Conventions are fun. There’s always a lot to see and they’re usually good for some goodies to take home, after bleeding the old bank account. This year at Facts convention in Belgium, I picked up a few items. They were mostly games, since that’s sort of our deal, but there are always a few figurines that sneak in as well.
And yet, I’ve rarely ever touched any model I ever bought, outside of taking them out of their package and finding them a spot in the house, most likely on the goodie shelf. Has anyone ever actually played with their figurines? It’s a question that came to me when I saw just how articulated the Chun-Li model was. It had several foot articulations, some of them as ridiculous as turning the palms 360 degrees. That potential just couldn’t go to waste on one pose forever, it had to be more than that. So, I started messing around with Chun-Li, to see just how many things she could pull off. And I’d include my other new friends as well!

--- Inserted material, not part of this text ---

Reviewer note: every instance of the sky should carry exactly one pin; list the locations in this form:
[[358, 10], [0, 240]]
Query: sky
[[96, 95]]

First up, those feet articulations needed to be tested to their limit. BMO was nice enough to strike a pose and Chun-Li would see if it was possible to bicycle kick over that cute, blocky head. Luckily, no damage was done to BMO’s shiny screen/face!
Things got a lot darker when Diablo got involved. Chun-Li was chased around the house and eventually fell exhausted in the game cabinet. Being a demon, even in cuteness form, Diablo tried to take advantage of the situation by copping a feel. A scary, grainy photo is all the evidence of this encounter.
Finally, la pièce de résistance: Chun-Li didn’t just come with very movable joints, but also extra parts. So, the scenario that followed is only what every person would do. It simulates Chun-Li regaling in the decapitation of her identical twin. Those paired matches are always awkward, but that’s no longer an issue!
We’re not done! Next up, I wanted to see what was in the Sonic capsule toys I bought at one buck a pop. It was so cheap, even if it’s absolute garbage, it was worth it for the initial surprise opening alone. There were two versions: a toy car and a small, buildable figurine.
In the car ball, the best choice possible, Sonic, was waiting. The toy car didn’t have any parts. It’s just a straight pullback car; the kind that you drive backwards to rev up its wheels and then let loose and see what chaos ensues. It certainly takes off with quite the amount of power behind it. Despite that, it didn’t manage to topple the otherwise top-heavy Diablo, who stopped the puny hedgehog dead in its tracks. Not going so fast now, right?
For the buildable model, I wasn’t exactly as lucky. In fact, it was the worst possible scenario. Bits and pieces revealed none other than Sonic Unleashed’s ugly mug; the so-called “werehog” version. That sucker didn’t even last a second!
Oh, and once roadkill, Diablo returned to feast on the damned werehog’s corpse. No one likes you, Sonic Unleashed.